Will Angela Merkel Repeat a Terrible History?
Editorial
The ever-ascending rocket that is Angela Merkel’s international image is powered by a precious, highly volatile fuel: the deep and wide—but finite—reservoir of good will and prosperity of Germany, the country of whose government she is head.
Merkel was educated in the public schools of Germany—the former East Germany, for what that is worth, and any realistic estimate of what she learned of Germany’s history in that setting must be modest both as to its extent and its veracity. This lament is not at all peculiar to Germany’s schools, not even those of the communistic German Democrat Republic of yore. The government schools of any country do a woeful job of informing its students of their country’s history, such that if Student Merkel had failed to pay any attention to it at all, she might have come away better able to address the subject at such later time (as when she assumed leadership of the country’s government) as knowledge of it would be important. But even that advantage would be lost if, after gaining the dubious benefit of ignorance, she then resolved it with any antidote resembling the official lies and distortions, or even failed to resolve it at all.
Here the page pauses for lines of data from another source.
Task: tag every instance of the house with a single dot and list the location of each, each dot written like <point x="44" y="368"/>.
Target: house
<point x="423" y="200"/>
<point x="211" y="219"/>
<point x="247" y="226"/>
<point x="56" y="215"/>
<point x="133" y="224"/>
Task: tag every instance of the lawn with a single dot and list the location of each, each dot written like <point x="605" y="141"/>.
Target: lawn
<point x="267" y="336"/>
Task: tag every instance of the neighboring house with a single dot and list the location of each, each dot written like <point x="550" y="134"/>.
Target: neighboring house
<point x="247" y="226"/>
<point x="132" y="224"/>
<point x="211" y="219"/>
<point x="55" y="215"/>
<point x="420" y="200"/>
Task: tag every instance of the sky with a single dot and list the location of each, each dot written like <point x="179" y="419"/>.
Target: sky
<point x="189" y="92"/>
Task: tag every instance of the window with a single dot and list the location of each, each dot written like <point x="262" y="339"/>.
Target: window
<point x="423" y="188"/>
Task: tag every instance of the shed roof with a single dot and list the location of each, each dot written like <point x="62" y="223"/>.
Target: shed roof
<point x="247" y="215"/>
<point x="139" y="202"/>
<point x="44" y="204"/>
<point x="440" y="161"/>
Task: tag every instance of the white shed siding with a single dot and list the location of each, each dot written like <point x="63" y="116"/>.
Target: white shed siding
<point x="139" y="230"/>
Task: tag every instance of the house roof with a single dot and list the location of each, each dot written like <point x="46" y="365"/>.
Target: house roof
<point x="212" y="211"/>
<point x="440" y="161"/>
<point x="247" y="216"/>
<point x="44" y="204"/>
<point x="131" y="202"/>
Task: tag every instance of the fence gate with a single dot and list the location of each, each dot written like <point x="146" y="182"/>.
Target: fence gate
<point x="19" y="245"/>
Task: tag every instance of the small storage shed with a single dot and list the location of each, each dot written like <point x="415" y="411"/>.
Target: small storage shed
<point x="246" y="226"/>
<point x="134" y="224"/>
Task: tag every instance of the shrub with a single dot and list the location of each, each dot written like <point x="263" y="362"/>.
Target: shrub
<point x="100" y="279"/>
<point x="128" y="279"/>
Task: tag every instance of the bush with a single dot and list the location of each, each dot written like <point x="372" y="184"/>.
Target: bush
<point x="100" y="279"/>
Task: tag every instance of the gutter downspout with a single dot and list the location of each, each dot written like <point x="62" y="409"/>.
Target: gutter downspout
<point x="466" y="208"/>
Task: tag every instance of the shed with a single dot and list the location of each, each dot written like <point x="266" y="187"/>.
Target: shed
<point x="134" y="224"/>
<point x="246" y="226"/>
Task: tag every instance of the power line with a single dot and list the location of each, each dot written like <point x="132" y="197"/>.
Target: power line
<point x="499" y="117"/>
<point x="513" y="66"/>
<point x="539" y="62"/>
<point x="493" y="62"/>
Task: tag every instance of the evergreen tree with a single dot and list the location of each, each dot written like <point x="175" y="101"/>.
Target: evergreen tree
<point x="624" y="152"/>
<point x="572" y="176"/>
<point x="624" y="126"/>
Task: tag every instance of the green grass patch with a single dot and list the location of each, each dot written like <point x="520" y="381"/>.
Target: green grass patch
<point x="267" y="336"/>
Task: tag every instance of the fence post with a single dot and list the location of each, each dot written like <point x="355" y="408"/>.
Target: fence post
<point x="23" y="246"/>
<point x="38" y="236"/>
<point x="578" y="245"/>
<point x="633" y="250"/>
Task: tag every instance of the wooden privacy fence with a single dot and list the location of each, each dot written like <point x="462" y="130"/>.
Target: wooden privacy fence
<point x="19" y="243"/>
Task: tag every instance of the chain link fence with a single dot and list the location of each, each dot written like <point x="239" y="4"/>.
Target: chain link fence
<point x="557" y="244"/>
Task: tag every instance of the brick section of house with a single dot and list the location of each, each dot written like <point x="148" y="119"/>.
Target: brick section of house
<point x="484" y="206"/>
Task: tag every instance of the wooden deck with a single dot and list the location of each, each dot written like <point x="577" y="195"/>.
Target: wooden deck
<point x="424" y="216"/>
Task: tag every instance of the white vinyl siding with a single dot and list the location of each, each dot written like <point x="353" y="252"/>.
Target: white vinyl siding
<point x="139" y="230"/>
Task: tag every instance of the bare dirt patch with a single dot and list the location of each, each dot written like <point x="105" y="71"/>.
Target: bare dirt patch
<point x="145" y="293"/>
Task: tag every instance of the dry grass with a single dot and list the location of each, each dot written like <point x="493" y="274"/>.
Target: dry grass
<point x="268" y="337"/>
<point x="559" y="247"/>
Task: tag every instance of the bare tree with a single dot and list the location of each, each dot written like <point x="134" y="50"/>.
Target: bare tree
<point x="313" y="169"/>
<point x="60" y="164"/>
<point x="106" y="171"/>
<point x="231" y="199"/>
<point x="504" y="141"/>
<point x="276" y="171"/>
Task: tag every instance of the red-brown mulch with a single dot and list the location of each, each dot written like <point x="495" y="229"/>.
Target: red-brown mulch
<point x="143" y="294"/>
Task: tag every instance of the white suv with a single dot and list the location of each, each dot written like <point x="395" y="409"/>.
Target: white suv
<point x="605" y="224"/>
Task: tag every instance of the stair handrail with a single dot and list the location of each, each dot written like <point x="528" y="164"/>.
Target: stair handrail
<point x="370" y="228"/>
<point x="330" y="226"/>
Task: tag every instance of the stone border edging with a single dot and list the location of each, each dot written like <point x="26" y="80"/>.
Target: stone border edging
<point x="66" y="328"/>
Merkel’s policies regarding the waves of African and Middle Eastern refugees lapping the diaphanous shores of her blessed homeland lead me to think that either she is ignorant of Germany’s recent history as it concerns refugees, or that she has willfully sacrificed the concerns it must engender to the immediate rewards of becoming Time Magazine’s Person of the Year for 2015 (as was, of course, her predecessor Chancellor Adolf Hitler in 1938). Hitler had not invited hundreds of thousands of foreign refugees into his country, but by the year of his Personhood, he had undertaken the repatriation of some thousands of Polish Jews who had entered and established themselves in Germany over a period reaching back well before his 1933 ascent to power.
Kristallnacht—the infamous “night of broken glass”—may be traced to Hitler’s “reverse-Merkel” project, through the agency of one Hershel Grynszpan, the son of a Polish-Jewish couple caught up in Hitler’s early ethnic-cleansing program. The German government had consigned Grynszpan’s parents in an order of the previous month to join their co-religionists at Poland’s border with Germany, where the Polish government had erected Europe’s first concentration camps for Jews, since it did not want to readmit its erstwhile citizens.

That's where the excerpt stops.